Cool Britannia? Under new labour, lots of members of the cabinet have a history degree and background. The party itself becomes self-conscious and used its own history to promote what ‘new labour’ was about in the modern world, moving away to an extent from its more socialist roots for example the dropping clause 4. There was also a re-assessment of the second world war, with the focus on the home front, and an interest in race and immigration as well as patriotism. Finally, religious studies, have perhaps become more important given todays multicultural society. For example, the use of ‘jihad’ by some people to refer to Islamic attacks on the western world, which originally means holy war/crusade, therefore referencing to the original crusades. Thus showing how history has a definite impact on the present.
Lastly professor Taylor brought his talk right up to the modern-day by telling the audience how David Cameron, Prime Minister, wants to be remembered for the coalition. Well… time only can tell if this is will be true. Nonetheless, we have to consider that we are, once again, in a new period of austerity, with cuts to the humanities… I wonder if current and future historians will remember him in the way he wants. We shall see as professor Taylor said “we are in different times”
Finally, quite timidly, we found the courage to go down the auditorium after the lecture was finished and asked Professor Taylor a couple of questions concerning his talk and history in general. This is what we got:
Does politics has a significant impact on history and is this a positive or negative thing ?
Politics has a big impact in the study of history. In the last 30 years there have been long and several periods in which one political party have been in power (not only in England, but in the rest of the world i.e George Bush and the Republicans in the United State). This is important considering the new studies on the very recent past as it’s all marked by politics and international relationships. Professor Taylor considers this is a good thing as it brings to the study of history new areas of interest, but also he thinks that this can be a disadvantage as it will deeply influence historical thinking and writing, and we all know it is extremely difficult to write good history without being totally biased, there is not such a thing as absolute detachment. He also stated that the past is the prelude for the modern times, and so we should learn from the mistakes made in the past, especially politicians as many political scandals and disasters have taken place and could be, unfortunately, repeated.
Why does history matter?
Professor Taylor truly believes that history matters, as we can learn lessons from it. It provides us with an identity and helps us know how we understand the world and how it works. There few countries that have continuous evidences of history ( America just became a nation about 300 years ago, and some other places in the world do not even have a traceable history of their past and community). He thinks people need to get interested in the subject, or then we will have something else to add to the so-called ‘dead subjects’ like Latin or Greek.

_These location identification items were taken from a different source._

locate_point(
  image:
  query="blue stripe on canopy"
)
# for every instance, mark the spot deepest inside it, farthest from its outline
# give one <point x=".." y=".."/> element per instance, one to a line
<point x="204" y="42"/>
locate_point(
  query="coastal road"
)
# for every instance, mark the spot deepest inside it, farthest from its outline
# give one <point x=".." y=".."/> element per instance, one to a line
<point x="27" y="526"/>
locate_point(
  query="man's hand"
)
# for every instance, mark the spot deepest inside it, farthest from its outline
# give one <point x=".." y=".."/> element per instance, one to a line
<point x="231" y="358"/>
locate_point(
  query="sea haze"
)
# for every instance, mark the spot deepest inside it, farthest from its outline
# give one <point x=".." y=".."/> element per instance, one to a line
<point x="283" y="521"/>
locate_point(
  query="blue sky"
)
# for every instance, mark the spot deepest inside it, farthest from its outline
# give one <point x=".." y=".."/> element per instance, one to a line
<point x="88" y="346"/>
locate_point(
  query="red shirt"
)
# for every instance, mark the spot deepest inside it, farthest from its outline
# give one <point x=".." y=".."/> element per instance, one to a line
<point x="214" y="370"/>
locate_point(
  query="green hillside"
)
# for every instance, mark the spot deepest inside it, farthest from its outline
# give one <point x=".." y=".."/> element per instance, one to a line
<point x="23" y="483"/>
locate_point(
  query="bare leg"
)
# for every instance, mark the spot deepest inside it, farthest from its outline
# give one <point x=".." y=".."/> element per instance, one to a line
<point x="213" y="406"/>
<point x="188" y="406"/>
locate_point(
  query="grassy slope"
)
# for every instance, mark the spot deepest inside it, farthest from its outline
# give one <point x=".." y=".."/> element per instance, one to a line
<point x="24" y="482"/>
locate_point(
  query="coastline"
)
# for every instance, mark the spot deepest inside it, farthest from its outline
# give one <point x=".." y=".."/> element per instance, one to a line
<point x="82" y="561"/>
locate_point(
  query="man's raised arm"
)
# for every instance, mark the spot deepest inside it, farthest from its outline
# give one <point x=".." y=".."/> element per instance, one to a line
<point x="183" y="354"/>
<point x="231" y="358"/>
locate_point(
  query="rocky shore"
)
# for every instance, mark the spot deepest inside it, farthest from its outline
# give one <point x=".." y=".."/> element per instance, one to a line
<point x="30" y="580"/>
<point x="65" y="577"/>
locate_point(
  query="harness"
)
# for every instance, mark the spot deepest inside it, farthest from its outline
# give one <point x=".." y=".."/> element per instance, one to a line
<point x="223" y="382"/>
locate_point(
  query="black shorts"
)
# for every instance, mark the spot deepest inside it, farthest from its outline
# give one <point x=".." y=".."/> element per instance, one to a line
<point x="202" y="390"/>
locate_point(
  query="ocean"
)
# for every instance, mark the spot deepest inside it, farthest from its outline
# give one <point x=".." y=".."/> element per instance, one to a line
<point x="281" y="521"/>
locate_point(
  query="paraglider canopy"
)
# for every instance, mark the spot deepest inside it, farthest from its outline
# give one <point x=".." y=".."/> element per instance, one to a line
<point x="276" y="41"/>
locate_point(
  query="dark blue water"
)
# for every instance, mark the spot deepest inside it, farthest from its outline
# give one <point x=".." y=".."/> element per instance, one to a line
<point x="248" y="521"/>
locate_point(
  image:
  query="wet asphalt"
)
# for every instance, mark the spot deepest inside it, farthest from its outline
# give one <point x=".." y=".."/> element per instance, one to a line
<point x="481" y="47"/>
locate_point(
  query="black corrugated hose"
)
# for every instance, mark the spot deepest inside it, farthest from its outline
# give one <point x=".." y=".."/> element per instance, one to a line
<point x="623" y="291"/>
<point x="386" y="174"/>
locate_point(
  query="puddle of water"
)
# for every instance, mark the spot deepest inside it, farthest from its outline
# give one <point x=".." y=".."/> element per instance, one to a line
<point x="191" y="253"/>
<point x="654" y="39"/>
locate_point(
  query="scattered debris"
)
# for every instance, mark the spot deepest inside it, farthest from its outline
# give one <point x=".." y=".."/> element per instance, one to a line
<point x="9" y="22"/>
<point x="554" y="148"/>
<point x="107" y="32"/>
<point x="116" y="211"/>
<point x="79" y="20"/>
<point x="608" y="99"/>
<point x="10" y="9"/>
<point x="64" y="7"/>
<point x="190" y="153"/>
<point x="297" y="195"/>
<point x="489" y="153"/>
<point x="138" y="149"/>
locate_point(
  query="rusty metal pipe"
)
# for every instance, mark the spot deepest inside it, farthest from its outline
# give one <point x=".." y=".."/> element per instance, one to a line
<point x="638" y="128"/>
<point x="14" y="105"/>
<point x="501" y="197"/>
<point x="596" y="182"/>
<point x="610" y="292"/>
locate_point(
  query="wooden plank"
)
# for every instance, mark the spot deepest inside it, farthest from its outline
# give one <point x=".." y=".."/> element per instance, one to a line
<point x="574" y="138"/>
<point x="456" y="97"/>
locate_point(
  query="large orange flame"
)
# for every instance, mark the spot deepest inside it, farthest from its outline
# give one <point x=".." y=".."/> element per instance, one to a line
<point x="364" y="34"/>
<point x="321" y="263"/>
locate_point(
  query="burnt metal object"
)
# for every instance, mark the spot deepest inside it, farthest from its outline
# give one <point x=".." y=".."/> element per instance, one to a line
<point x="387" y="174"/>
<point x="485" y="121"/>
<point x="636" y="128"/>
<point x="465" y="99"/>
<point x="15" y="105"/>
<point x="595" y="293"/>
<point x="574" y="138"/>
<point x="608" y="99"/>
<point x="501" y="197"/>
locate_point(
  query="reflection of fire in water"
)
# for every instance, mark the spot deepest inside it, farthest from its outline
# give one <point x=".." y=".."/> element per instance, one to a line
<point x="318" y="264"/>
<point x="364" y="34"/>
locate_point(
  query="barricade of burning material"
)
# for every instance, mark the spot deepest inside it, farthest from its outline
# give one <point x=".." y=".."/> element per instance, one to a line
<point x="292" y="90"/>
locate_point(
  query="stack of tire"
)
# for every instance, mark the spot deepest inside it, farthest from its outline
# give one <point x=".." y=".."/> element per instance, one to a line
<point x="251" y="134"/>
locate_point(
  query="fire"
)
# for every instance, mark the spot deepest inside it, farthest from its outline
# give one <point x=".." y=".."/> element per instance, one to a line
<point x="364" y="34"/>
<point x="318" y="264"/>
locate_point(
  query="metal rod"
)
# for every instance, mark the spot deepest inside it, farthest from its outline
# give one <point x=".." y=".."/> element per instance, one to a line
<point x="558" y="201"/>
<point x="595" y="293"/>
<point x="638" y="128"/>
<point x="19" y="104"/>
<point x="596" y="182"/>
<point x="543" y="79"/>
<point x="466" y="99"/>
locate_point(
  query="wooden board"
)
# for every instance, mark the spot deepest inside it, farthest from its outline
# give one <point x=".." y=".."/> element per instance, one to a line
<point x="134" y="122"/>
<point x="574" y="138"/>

To create a general interest in history, Professor Taylor criticizes his own environment and world by saying that we as historians need to communicate better about our own area of knowledge…We have to develop those social skills the politicians have (and the scientists in their very clear explanations on what they do and how they do it…although to be fair they have shiny moving things to attract people…we just have lots of archaeological remains…and books)
What is the future for historians?
Professor Taylor seem to fear that the new generations of historians will get distant from what is history itself. History is tactile, and there is the danger that we would lose our contact with the material culture. Hopefully we would not assume that everything we need is on the Web and save us from destruction.
We hope you enjoy this, and thank you Professor Miles Taylor for your time!